The Best Things for Journalists in Apple’s New Operating Systems
Augmented reality and dark mode may have stolen the show for geeks, there are also some serious changes coming for journalists in Apple’s updates. This may be the most news-focused release Apple has ever had in a Worldwide Developers Conference (WWDC) with new software changes for business reporting, desktop news consumption, and the fundamental ways smaller news outlets engage with their readers.
Along with a slew of other software, one of the biggest headlines of the release is that Apple News is coming to the Mac. A spokeswoman for the Apple News team says that people want to get their news where they are which is why it's time to bring it to the all of the devices people are using.
This is particularly impactful when you consider that it is an expansion of an existing and free publishing service to a new platform with nearly 100 million active users, according to Apple’s last estimates in 2017.
A new browse tab on iPad and Mac will make it easier for readers to discover smaller special interest news outlets and to jump to specific publications. The idea is "to make it easy and fun to dig into the areas you’re most interested in." according to Susan Prescott, Apple's VP of Product Marketing. It certainly makes brand loyalty easier for avid readers of daily publications.
The Stocks App and Business Reporting
The stocks app is typically one of those that people might delete right after getting a new phone. However, according to Craig Federighi, Senior VP of Software Engineering of Apple, the app has been completely rebuilt which will undoubtedly be a great asset for journalists.
The app currently has numbers and some shallow stats but not much else.

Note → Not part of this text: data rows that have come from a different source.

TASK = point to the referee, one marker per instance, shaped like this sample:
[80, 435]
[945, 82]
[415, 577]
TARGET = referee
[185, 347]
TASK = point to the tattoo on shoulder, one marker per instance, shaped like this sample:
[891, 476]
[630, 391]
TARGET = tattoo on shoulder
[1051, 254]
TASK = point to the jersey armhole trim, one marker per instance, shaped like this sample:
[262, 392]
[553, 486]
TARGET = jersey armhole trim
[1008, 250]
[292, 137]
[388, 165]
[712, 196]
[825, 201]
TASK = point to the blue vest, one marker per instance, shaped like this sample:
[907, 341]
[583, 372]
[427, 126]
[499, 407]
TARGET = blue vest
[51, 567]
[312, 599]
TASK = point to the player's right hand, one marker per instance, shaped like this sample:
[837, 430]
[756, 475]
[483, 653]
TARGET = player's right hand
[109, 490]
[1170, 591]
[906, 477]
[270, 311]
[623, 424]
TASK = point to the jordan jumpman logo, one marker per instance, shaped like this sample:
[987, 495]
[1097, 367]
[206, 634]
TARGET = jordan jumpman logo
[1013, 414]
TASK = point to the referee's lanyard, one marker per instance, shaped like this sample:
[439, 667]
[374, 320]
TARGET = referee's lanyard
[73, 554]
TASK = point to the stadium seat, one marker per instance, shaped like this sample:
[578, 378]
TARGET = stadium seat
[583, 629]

It pulls accurate statistics and price timelines from Yahoo but doesn’t include spark graphs for specific stocks, after hours pricing, or any context for why shifts occur in the market. It hasn’t seen many changes since it was first released with the original iPhone in 2007. Although it’s gotten taller, traded its Wolf of Wall Street pinstripe blue for Space Grey and flattened out it’s bubbles, nearly all of the functionality is identical. Up to this point it has only been available on the iPhone.
With this new release, the Stocks app is now about journalism, not just numbers. For iPhone, iPad, and the Mac, Apple is taking the business section of Apple News and connecting it to the Stocks app to make it function like a junior Bloomberg terminal. Each stock is listed with contextual Apple News articles related to specific stock price fluctuations. Graphics display much more detailed data for individual stock price changes including spark graphs for individual stocks and after-hours pricing.
It’s been two years since Apple last released the user statistics for Apple News (last reported at around 70 million) but according to a report from Tom Dolan at The Information in February, "Apple News has generated half of Vox.com's daily traffic at times, according to a person familiar with Vox's numbers. An executive at the website of a major TV network said Apple News has accounted for as much as 60% of traffic for some stories." If Apple wants to take aim at the Bloomberg customer base with the new Stocks App, readership numbers like this - combined with the fact that it’s free and built into the entire Apple ecosystem - makes it more of a possibility and a potentially big new platform for business reporters.
The Comments Section
Apple has a clear distinction from other Silicon Valley giants in how they think about data privacy and journalism. "One of the reasons that people choose apple products is because of our commitment to security and privacy" Federighi said. This makes publishing more difficult for smaller outlets, but has a huge benefit by making it easier for readers to find quality news safely.
Intelligent Tracking Prevention 2.0 shares its quiet boringness and enormous significance with big web topics like net neutrality. Intelligent Tracking Prevention was released last year and dramatically reduces those ads that seem to follow users around the internet no matter where they go.
Intelligent Tracking prevention can keep the browsing experience private. Shloka Kini, a developer at Apple, broke down the complicated feature into it’s essentials.
"It’s a Safari feature that reduces cross-site tracking by limiting cookies and website data for domains with tracking abilities." said Kini. Essentially, this new feature makes almost all cookies by default not accessible to third party websites at all. Though journalists may have little interest in tracking people, the advertisers and social media companies they use do.
Intelligent Tracking Prevention 2.0 blocks snippets of tracking code, particularly buttons that allow social media giants like Facebook to track users almost anywhere on the internet.
"It turns out these can be used to track you whether you click on them or not. And so this year we are shutting that down." said Federighi.
This means that, if a news outlet engages their readers using Facebook’s "like" buttons and comment fields, most Apple users - including readers browsing the web on iPhone - will not see those buttons or be able to like or comment for any website.
Federighi said there is one exception. When referring to the screen with a pop-up window that asks for consent to access private data, "If you do want to interact with one of these," he said, "you can decide to keep your information private."
Smaller publications that use services like Squarespace and Wordpress - which rely heavily on third-party commenting features - may suddenly find themselves cut off from their audience if they don't do their research.